Eintritt in die Kirche
Der Weg (zurück) in die Kirche führt über die Kirchengemeinde des Wohnortes. Wer sich diesen Schritt überlegt, sollte ein Gespräch mit dem Pfarrer oder der Pfarrerin suchen. Wer das ist, erfährt man im Zweifel durch einen Blick in das örtliche Telefonbuch: Unter „Kirchen, evangelische“ findet man den richtigen Anschluss. Bei solchen Gesprächen wird niemand bedrängt oder genötigt, man kann und man sollte seine Entscheidung gründlich bedenken.
Für Menschen, die noch nie Mitglied einer christlichen Kirche waren, gilt: Die Taufe ist Voraussetzung für eine Aufnahme in die evangelische Kirche.

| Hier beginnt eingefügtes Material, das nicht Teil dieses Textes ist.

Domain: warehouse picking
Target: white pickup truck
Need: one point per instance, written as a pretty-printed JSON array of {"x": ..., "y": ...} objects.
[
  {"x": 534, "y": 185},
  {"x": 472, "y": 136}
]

Es ist zwar die Regel, dass in den großen christlichen Kirchen die Kinder getauft werden, aber Erwachsenentaufen sind durchaus auch etwas ganz Normales.
Völlig „anonym“ kann man also nicht Mitglied der evangelischen Kirche werden. Aufgenommen wird man vom Presbyterium (der Gemeindeleitung) der Kirchengemeinde, in deren Bereich man wohnt. Besondere bürokratische Hindernisse gibt es dabei nicht.
Die Telefon-Nummern der Pfarrer unserer Gemeinde finden sie hier.
Acht Argumente für den Kirchen-Eintritt
- Die Kirche bildet als „Gemeinschaft der Gläubigen“ einen guten Rahmen, in dem mein eigenes Christsein Gestalt gewinnen kann.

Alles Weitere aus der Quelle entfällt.